Amplification of the photocurrent in SiO2(Co)/GaAs heterostructure induced by magnetic field in the avalanche regime

TL;DR

This paper reports a significant magnetic field-induced amplification of photocurrent in SiO2(Co)/GaAs heterostructures during avalanche conditions, driven by spin-dependent recombination processes.

Contribution

It demonstrates a novel magnetic field effect on photocurrent amplification in heterostructures involving cobalt nanoparticles and GaAs, with detailed explanation of the underlying spin-dependent mechanism.

Findings

Photocurrent amplification reaches 9.5 at 1.50 eV photon energy.

Magnetic field suppresses avalanche process but enhances photocurrent for energies above GaAs bandgap.

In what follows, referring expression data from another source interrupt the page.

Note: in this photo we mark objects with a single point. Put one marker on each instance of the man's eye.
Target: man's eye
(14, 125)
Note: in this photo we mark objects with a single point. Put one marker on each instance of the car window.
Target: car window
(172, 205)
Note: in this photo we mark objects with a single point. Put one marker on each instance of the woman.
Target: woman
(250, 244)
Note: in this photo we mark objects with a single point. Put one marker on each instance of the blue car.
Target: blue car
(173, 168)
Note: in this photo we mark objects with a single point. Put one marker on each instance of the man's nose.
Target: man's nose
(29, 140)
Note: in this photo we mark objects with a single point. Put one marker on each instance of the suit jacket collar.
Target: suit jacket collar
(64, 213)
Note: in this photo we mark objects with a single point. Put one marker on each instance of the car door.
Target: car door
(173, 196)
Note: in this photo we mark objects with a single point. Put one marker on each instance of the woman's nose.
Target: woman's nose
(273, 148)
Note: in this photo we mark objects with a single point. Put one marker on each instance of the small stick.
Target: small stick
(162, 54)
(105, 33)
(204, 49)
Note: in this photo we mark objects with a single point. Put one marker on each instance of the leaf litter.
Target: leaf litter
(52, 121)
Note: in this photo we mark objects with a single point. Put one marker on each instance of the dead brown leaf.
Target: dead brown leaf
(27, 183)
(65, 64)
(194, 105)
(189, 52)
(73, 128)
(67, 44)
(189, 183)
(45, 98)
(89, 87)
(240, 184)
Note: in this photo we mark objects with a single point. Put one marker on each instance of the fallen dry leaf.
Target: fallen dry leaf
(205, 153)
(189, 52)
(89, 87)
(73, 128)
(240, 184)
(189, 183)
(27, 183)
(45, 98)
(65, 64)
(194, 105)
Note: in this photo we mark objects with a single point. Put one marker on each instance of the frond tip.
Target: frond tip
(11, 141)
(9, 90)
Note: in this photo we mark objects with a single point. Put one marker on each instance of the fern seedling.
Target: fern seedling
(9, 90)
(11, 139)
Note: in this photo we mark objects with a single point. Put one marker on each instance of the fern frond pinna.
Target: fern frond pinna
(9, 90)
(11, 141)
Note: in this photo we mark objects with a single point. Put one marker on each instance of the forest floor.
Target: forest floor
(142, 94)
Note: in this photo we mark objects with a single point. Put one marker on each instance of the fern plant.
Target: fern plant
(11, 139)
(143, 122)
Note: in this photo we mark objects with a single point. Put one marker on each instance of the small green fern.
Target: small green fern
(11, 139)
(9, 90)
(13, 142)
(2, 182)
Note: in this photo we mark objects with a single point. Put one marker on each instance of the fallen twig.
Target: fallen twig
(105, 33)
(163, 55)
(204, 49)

Amplification is due to spin-dependent recombination at impurity centers.

Abstract

Amplification of the photocurrent in heterostructures of silicon dioxide films containing cobalt nanoparticles grown on gallium arsenide SiO2(Co)/GaAs has been observed in magnetic field in the avalanche regime. While the avalanche process is suppressed by the magnetic field and the current decreases, for photon energy E greater than the GaAs bandgap energy the photocurrent significantly increases. The amplification reaches 9.5 for E = 1.50 eV. The effect of the photocurrent amplification is explained by the spin-dependent recombination process at deep impurity centers in GaAs.